State Senator Andy Manar and State Representative Avery Bourne, in communications released on November 18th, announced that the City of Gillespie will receive a $33,800 grant to assist with improvements to the Illinois Coal Museum located in the downtown district. The Illinois Public Museum Capital Grants Program, administered by the Illinois Department of Natural Resources (IDNR), is specifically used for museums operated by local government or located on municipally-owned land. Over 40 grants were announced in this cycle.
Coal mining was the primary industry of Gillespie, bringing many European immigrants to the area to work. Though today the mines are closed, in their heyday they were considered some of the nation’s largest. The museum has quicky become a must-see stop for Route 66 tourists and mining industry enthusiasts in the four years since it has opened. Gillespie is located on the 1926-1930 alignment of Route 66.
Gillespie Alderman Dave Tucker, who also is Chairman of the museum’s Board of Directors and the curator of the facility, announced the funds will be used for the facade of the building, including an awning and artwork. “It matches into our streetscape plan, which gives a chance to do that when we wouldn’t have been able to before”, explained Tucker.

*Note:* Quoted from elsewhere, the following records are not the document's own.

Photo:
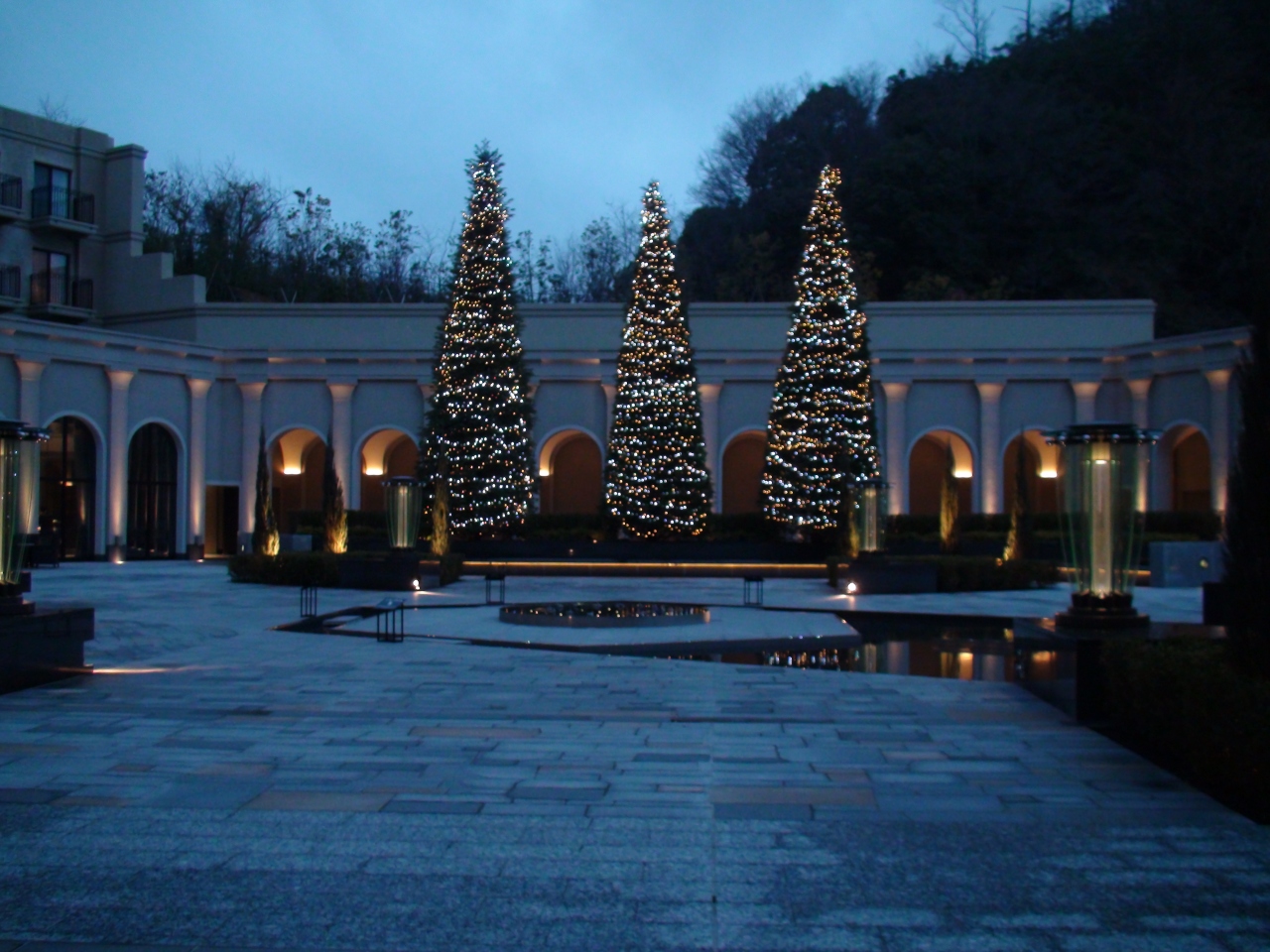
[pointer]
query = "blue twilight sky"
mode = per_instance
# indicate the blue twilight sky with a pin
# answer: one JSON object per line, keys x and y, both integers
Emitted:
{"x": 376, "y": 104}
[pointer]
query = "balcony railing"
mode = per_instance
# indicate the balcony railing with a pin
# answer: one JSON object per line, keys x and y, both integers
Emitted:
{"x": 10, "y": 191}
{"x": 54, "y": 202}
{"x": 56, "y": 289}
{"x": 10, "y": 281}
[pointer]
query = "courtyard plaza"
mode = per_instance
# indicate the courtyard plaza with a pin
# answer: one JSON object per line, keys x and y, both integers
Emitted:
{"x": 221, "y": 784}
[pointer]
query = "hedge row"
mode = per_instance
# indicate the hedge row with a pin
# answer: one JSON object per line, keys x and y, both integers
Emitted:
{"x": 1180, "y": 703}
{"x": 976, "y": 574}
{"x": 318, "y": 569}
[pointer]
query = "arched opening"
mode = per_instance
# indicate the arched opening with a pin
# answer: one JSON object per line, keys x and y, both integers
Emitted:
{"x": 1040, "y": 471}
{"x": 151, "y": 493}
{"x": 385, "y": 453}
{"x": 571, "y": 472}
{"x": 298, "y": 461}
{"x": 67, "y": 488}
{"x": 1192, "y": 472}
{"x": 743, "y": 472}
{"x": 926, "y": 465}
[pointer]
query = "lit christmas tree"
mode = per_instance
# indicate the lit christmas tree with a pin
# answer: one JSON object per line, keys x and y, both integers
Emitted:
{"x": 481, "y": 413}
{"x": 656, "y": 480}
{"x": 821, "y": 429}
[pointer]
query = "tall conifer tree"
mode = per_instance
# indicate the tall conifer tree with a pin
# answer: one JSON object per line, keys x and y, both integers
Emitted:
{"x": 481, "y": 412}
{"x": 821, "y": 429}
{"x": 657, "y": 483}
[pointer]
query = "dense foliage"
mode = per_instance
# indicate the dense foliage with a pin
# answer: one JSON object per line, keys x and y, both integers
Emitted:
{"x": 821, "y": 429}
{"x": 481, "y": 416}
{"x": 1119, "y": 158}
{"x": 656, "y": 477}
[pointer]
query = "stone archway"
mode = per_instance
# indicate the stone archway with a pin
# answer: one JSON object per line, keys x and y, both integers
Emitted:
{"x": 1040, "y": 470}
{"x": 571, "y": 472}
{"x": 928, "y": 461}
{"x": 385, "y": 453}
{"x": 743, "y": 471}
{"x": 296, "y": 460}
{"x": 153, "y": 483}
{"x": 67, "y": 486}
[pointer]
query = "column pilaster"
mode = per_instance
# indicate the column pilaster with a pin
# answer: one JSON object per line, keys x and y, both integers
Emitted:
{"x": 195, "y": 544}
{"x": 897, "y": 444}
{"x": 710, "y": 429}
{"x": 28, "y": 398}
{"x": 341, "y": 429}
{"x": 991, "y": 499}
{"x": 253, "y": 397}
{"x": 1219, "y": 433}
{"x": 117, "y": 458}
{"x": 1086, "y": 400}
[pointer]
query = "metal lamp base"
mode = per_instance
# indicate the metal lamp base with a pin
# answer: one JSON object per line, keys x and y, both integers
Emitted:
{"x": 1112, "y": 611}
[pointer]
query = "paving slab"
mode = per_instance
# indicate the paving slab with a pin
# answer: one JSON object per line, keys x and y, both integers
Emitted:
{"x": 220, "y": 784}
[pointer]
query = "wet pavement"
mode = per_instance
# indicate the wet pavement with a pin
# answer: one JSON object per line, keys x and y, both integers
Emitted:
{"x": 218, "y": 785}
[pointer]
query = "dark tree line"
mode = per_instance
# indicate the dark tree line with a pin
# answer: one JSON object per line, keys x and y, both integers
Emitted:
{"x": 254, "y": 241}
{"x": 1123, "y": 155}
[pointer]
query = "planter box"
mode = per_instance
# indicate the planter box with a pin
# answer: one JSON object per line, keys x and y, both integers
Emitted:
{"x": 1176, "y": 565}
{"x": 44, "y": 647}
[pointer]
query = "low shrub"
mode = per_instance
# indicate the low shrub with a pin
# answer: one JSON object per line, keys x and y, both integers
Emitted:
{"x": 976, "y": 574}
{"x": 286, "y": 569}
{"x": 1183, "y": 705}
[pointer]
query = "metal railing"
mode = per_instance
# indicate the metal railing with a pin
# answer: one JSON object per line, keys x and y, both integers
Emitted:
{"x": 10, "y": 191}
{"x": 10, "y": 281}
{"x": 58, "y": 289}
{"x": 55, "y": 202}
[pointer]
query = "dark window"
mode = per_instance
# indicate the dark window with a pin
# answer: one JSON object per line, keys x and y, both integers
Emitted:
{"x": 50, "y": 278}
{"x": 151, "y": 493}
{"x": 67, "y": 488}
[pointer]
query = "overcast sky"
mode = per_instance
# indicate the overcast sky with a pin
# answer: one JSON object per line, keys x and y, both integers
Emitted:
{"x": 377, "y": 104}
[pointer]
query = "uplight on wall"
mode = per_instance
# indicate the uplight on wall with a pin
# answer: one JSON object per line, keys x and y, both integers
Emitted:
{"x": 1101, "y": 521}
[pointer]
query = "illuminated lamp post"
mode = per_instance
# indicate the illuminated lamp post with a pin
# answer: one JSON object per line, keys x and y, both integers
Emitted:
{"x": 403, "y": 504}
{"x": 19, "y": 490}
{"x": 1101, "y": 520}
{"x": 869, "y": 516}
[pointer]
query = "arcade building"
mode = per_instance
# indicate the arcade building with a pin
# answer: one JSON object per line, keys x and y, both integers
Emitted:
{"x": 155, "y": 398}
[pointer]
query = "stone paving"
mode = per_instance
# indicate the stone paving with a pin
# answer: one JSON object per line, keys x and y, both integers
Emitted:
{"x": 222, "y": 785}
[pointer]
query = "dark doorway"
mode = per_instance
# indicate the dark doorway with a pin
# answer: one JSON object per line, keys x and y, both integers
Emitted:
{"x": 67, "y": 488}
{"x": 151, "y": 494}
{"x": 221, "y": 521}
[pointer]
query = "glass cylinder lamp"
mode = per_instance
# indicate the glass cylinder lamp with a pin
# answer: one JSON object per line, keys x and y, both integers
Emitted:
{"x": 1101, "y": 520}
{"x": 403, "y": 506}
{"x": 869, "y": 516}
{"x": 19, "y": 485}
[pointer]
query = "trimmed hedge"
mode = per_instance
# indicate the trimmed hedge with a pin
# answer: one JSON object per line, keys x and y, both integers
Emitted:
{"x": 1180, "y": 703}
{"x": 286, "y": 569}
{"x": 976, "y": 574}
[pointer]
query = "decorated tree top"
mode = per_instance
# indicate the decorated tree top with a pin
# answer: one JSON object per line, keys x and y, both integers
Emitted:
{"x": 822, "y": 429}
{"x": 657, "y": 480}
{"x": 481, "y": 414}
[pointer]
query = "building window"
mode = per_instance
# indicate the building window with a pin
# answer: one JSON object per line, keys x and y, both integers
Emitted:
{"x": 53, "y": 193}
{"x": 50, "y": 278}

The facade work is for the whole front of the building (that is actually three buildings), which will eventually include a pop-up shop and business incubator. The museum has also been working on interior improvements this year including the installation of new carpeting, according to Alderman Tucker.
The “Grow Gillespie” plan was announced in a series of public meetings in early 2019, and features initiatives to improve downtown aesthetics, encourage entrepreneurship, retain and grow existing businesses and encouraging new businesses to open downtown. The Illinois Coal Museum was identified early on as an integral part of the streetscape plan.
Alderman Tucker is also optimistic about plans for a special May 1, 2021 street event for the re-opening of the tourism season. At that time, an historic marker will be unveiled at the site of the Colonial Theatre, which operated as a movie theater in the city in the 1920s through the end of WW2. Details on the May 1st event are to be announced.